Hope hated to shop, and said she’d seen and tried on enough clothes to last a lifetime. She had felt that way when she was modeling too, although she looked fabulous on the runway when she walked in a fashion show. She had been one of the most sought-after models for most of her career, and now she just wanted to stay home and be a wife and mother. Faith would have been bored with that life, but Hope was happy and fulfilled. Angus was a great guy, and he was always happy to see Faith, and encouraged her to visit more often. But Faith kept busy in New York. The twins often talked to each other two or three times a day, just checking in, or reporting on something they’d done and seen. “All three were referrals,” Faith said about her new clients. “It’s always busy this time of year.” Hope knew that too, and admired her sister for her talent, and the successful career she had built. The weddings she created for her clients were fabulous. Faith had done Hope’s wedding too, with all the men in the wedding party in kilts in their family tartans.

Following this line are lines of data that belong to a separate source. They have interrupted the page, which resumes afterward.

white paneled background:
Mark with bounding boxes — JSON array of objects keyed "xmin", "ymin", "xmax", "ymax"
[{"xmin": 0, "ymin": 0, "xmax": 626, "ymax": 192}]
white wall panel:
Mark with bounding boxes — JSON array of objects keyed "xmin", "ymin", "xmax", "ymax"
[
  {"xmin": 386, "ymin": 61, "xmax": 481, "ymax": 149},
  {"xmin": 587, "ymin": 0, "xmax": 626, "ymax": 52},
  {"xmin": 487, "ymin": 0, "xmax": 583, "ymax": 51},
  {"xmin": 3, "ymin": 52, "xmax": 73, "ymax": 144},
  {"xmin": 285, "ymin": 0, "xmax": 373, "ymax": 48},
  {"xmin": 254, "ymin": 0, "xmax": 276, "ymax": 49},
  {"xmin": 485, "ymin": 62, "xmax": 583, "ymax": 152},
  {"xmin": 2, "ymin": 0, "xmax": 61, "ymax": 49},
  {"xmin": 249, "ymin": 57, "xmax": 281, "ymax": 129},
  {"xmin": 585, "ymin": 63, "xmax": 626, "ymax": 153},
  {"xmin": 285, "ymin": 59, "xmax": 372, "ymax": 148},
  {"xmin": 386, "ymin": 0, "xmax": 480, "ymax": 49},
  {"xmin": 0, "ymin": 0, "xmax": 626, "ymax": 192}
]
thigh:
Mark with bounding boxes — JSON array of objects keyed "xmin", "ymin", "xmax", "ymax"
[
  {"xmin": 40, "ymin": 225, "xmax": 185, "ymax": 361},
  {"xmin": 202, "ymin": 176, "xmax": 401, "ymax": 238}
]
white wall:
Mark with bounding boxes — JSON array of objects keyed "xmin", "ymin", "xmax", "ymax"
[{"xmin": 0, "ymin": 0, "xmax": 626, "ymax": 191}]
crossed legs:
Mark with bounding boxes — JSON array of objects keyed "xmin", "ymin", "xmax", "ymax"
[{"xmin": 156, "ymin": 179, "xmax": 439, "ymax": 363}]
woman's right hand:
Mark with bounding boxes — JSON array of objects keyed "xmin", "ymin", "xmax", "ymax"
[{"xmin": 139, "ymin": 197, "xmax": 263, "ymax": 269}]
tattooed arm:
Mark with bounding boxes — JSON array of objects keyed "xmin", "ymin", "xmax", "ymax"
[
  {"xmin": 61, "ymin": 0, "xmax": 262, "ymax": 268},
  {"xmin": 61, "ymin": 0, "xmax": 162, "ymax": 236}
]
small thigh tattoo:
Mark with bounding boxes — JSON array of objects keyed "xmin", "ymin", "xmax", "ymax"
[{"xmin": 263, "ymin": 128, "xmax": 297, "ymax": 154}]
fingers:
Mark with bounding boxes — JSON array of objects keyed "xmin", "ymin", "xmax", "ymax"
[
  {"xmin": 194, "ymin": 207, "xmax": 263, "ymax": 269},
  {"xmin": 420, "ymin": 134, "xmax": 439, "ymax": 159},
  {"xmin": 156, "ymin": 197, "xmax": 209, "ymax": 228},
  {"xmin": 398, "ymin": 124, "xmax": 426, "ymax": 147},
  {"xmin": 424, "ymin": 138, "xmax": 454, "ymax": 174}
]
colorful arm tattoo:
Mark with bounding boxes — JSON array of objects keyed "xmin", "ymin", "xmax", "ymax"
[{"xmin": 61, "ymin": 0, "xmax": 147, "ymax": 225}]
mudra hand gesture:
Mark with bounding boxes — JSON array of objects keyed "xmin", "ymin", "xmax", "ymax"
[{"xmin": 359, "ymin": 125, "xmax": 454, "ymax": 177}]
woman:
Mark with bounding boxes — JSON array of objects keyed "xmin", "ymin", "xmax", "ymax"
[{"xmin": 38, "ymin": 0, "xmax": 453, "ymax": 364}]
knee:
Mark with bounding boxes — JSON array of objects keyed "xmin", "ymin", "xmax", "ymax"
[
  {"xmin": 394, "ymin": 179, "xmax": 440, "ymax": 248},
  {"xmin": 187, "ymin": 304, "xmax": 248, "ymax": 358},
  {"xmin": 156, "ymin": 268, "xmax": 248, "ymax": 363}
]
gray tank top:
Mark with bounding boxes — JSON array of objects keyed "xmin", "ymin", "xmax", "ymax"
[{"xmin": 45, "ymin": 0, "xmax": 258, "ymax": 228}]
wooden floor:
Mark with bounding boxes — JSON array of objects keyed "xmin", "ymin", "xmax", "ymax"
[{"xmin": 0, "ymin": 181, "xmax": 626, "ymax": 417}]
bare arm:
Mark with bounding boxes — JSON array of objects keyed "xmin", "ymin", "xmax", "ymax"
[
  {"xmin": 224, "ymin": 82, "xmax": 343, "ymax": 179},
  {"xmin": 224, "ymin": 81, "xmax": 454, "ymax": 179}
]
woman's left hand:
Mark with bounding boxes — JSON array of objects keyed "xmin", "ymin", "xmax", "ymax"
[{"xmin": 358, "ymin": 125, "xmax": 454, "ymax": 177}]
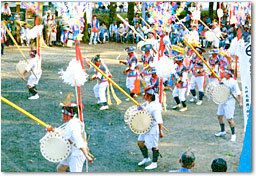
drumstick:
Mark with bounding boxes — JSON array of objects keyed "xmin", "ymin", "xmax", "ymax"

The twins knew everything about each other’s lives, and shared their most private thoughts, and always had. They were close to their mother, but even closer to each other. They had been best friends growing up, to the exclusion of other friends much of the time. There was something very deep and special about their relationship. They had loved each other when other girls their age, in their teens, were fighting with their sisters. But it was different as twins. They rarely argued as children, and never as adults. Their mother was a kind, sensible, intelligent woman who had accepted that the twins’ relationship left little room for anyone else, even her.
“Have you talked to Mom lately?” Hope asked, and Faith sensed it as a gentle reproach.
“No, why, is something wrong? I talked to her a week ago. Did she complain or say I hadn’t?”
“No, she knows you’re busy. She doesn’t want to bother you. I think she gets lonely at times.” Their mother had married three times, the first time to their father, Arthur Ferguson. It had lasted for twelve years. The girls were shocked when they got divorced. They had always seemed to get along so well, and were so polite to each other. The twins were ten when they divorced. Their father had never been a constant presence in their lives, even while their parents were married. He traveled a lot, and wasn’t very interested in his wife or children.
Their father had married Beata, his second wife, fairly soon after the divorce. Their mother, Marianne, had taken longer to meet the love of her life, a brilliant, well-known playwright, who was said to be a genius, but was also depressive and alcoholic. The marriage had lasted for five rocky years. The twins were already in college by the time they married, and steered a wide berth around their erratic, volatile stepfather and felt sorry for their mother while she was married to him. He wasn’t an evil person, but impossible to get along with. They weren’t surprised when it ended in divorce. The third time she married an Italian count, who had seemed insignificant to the twins. They were living in their own apartment together by then and hardly knew him. He made no effort to get to know them, and left their mother after two years to find greener pastures and a richer wife, just as their father had done. Marianne was disappointed, but not amazed.